Hacker News new | ask | show | jobs
by mustache_kimono 800 days ago
Author here. Surprised as any one this on the front page of HN.

> I don’t understand the use case. You go through the trouble of generating checksums when copying videos, but don’t want to regenerate the checksums when modifying the metadata?

Appreciate the Q, but I suppose I really don't understand it. Could be the hour?

I don't want to regenerate checksums once I know the underlying bitstream checksums are correct. I want to know the audio/video/whatever is the same as the day I received it, and I want to perform the exact same check to confirm. If I change the metadata, and I need to regenerate a checksum, I don't know that.

> If you are this concerned about data corruption why not check the metadata also?

One should of course. Please use ZFS, etc. There is perhaps no greater ZFS fan than me. See: https://github.com/kimono-koans/httm

But now imagine rewriting a stream to a different container. For instance, MP4 to MKV, or ALAC to FLAC. Wouldn't it be nice to know the bitstreams are the same?

2 comments

I hope it was a pleasant surprise, I found this from a data archivist perspective. I can't believe that only FLAC had the foresight to checksum large binary data in the media codec space.

I notice that LLM releases will include md5/sha256 for the binary data, while excluding the json metadata. I really wanted MKV to have this functionality.

> I hope it was a pleasant surprise

Of course, very pleasant!

Is the idea that there's some inherent mistrust of `-c copy` or that sometimes downstream options affect it basically invalidating it?

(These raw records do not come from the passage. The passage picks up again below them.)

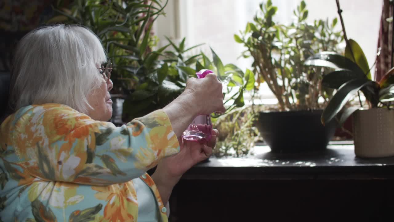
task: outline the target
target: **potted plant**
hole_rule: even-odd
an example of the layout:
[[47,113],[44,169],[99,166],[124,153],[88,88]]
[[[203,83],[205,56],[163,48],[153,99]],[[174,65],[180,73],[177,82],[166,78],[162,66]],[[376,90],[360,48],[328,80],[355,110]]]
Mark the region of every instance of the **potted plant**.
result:
[[[372,80],[366,58],[359,44],[348,40],[343,25],[339,2],[338,13],[346,42],[344,56],[323,52],[311,56],[305,64],[335,69],[324,76],[323,85],[337,91],[324,109],[321,121],[326,124],[335,118],[342,125],[351,115],[355,152],[361,157],[394,156],[394,68],[379,82]],[[363,109],[360,92],[365,96],[369,109]],[[358,95],[360,106],[345,106]],[[338,115],[340,114],[340,115]]]
[[[168,45],[155,49],[158,40],[152,33],[152,24],[164,14],[167,1],[77,0],[64,5],[59,0],[54,6],[58,15],[48,23],[82,24],[103,43],[113,63],[112,96],[120,95],[125,100],[122,120],[115,123],[162,108],[180,94],[187,79],[195,77],[201,69],[213,70],[225,84],[228,111],[243,106],[243,91],[253,87],[251,71],[244,74],[233,64],[223,65],[213,50],[213,61],[203,53],[190,55],[190,50],[199,45],[188,48],[184,38],[177,45],[167,38]],[[172,49],[169,50],[170,46]]]
[[302,1],[294,10],[296,20],[285,25],[272,21],[277,8],[270,0],[260,6],[253,22],[247,23],[240,36],[234,36],[247,48],[242,55],[253,59],[258,87],[266,82],[278,101],[277,111],[260,112],[258,128],[272,152],[325,149],[336,126],[334,122],[323,126],[320,121],[332,93],[321,83],[329,70],[304,63],[319,51],[339,51],[342,36],[333,30],[337,20],[307,23],[308,11]]

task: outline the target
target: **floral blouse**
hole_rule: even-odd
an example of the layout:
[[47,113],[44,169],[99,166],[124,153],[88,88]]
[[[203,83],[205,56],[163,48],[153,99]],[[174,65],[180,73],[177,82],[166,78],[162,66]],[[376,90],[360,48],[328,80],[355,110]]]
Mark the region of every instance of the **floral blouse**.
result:
[[23,107],[0,126],[0,221],[137,221],[139,177],[167,221],[145,172],[179,151],[162,110],[116,127],[63,105]]

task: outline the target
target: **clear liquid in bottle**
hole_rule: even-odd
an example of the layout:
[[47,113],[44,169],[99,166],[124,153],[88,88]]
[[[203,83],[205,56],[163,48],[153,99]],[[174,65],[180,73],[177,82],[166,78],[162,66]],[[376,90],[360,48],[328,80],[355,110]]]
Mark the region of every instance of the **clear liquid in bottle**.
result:
[[[202,70],[196,73],[199,79],[204,78],[213,72],[209,70]],[[197,116],[183,132],[182,138],[190,141],[209,141],[212,135],[212,122],[211,116],[200,115]]]

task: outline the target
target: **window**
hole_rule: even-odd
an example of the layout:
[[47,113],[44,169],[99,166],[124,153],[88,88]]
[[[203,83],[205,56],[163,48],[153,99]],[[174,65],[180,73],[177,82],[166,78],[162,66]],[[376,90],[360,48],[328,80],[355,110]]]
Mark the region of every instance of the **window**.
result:
[[[164,35],[176,41],[186,37],[188,45],[205,43],[196,52],[202,51],[210,55],[211,47],[223,63],[234,63],[243,70],[250,68],[251,58],[237,58],[245,49],[235,41],[233,35],[244,29],[251,21],[262,0],[169,0],[166,17],[156,24],[159,46],[167,43]],[[275,21],[290,23],[293,10],[300,0],[272,0],[278,7]],[[309,10],[307,21],[338,17],[335,0],[305,0]],[[382,1],[342,0],[342,16],[348,38],[357,41],[365,53],[370,66],[375,62],[377,45]],[[340,23],[337,24],[338,30]],[[373,75],[373,69],[372,73]],[[262,99],[274,98],[266,85],[260,90]],[[246,98],[245,98],[246,100]],[[275,101],[275,100],[272,101]],[[268,102],[269,101],[267,100]]]

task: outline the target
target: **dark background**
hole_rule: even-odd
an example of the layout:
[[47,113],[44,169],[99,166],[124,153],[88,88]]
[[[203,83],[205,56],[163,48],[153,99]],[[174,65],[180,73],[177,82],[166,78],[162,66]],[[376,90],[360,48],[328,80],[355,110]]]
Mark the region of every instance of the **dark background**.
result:
[[[53,15],[54,2],[0,1],[0,71],[9,71],[18,41]],[[5,87],[0,84],[0,91],[7,91]],[[5,99],[4,95],[2,93],[0,99]],[[392,221],[393,185],[392,180],[373,178],[181,179],[170,200],[169,219],[172,222]]]

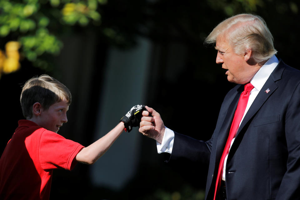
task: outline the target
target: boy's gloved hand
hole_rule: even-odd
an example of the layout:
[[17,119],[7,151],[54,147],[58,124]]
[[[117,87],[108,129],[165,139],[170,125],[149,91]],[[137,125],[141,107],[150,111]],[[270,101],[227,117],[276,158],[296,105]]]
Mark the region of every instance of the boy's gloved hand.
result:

Edit: I see the metadata benefit in the README, just curious if there's some additionally pessimistic perspective.

> Is the idea that there's some inherent mistrust of `-c copy` or that sometimes downstream options affect it basically invalidating it?

Yes, that's one reason.

I suppose the main mistrust along those lines is -- I have all these programs which manipulate my media metadata and sometimes changes the names or locations of my media files. And I'm basically fine with lots of small automated changes to my metadata from programs like `beets`. I'd just like some assurance whatever they spit out is what I started with.

With respect to metadata more specifically, if someone cleans up the metadata on an album or adds additional information, or album art, this shouldn't invalidate any checksum.

Network transfers of media could certainly benefit from this. If I send a ALAC album to someone, and they open it 3 months later, they should be able to know what I sent is what they are listening to, even after they retagged it.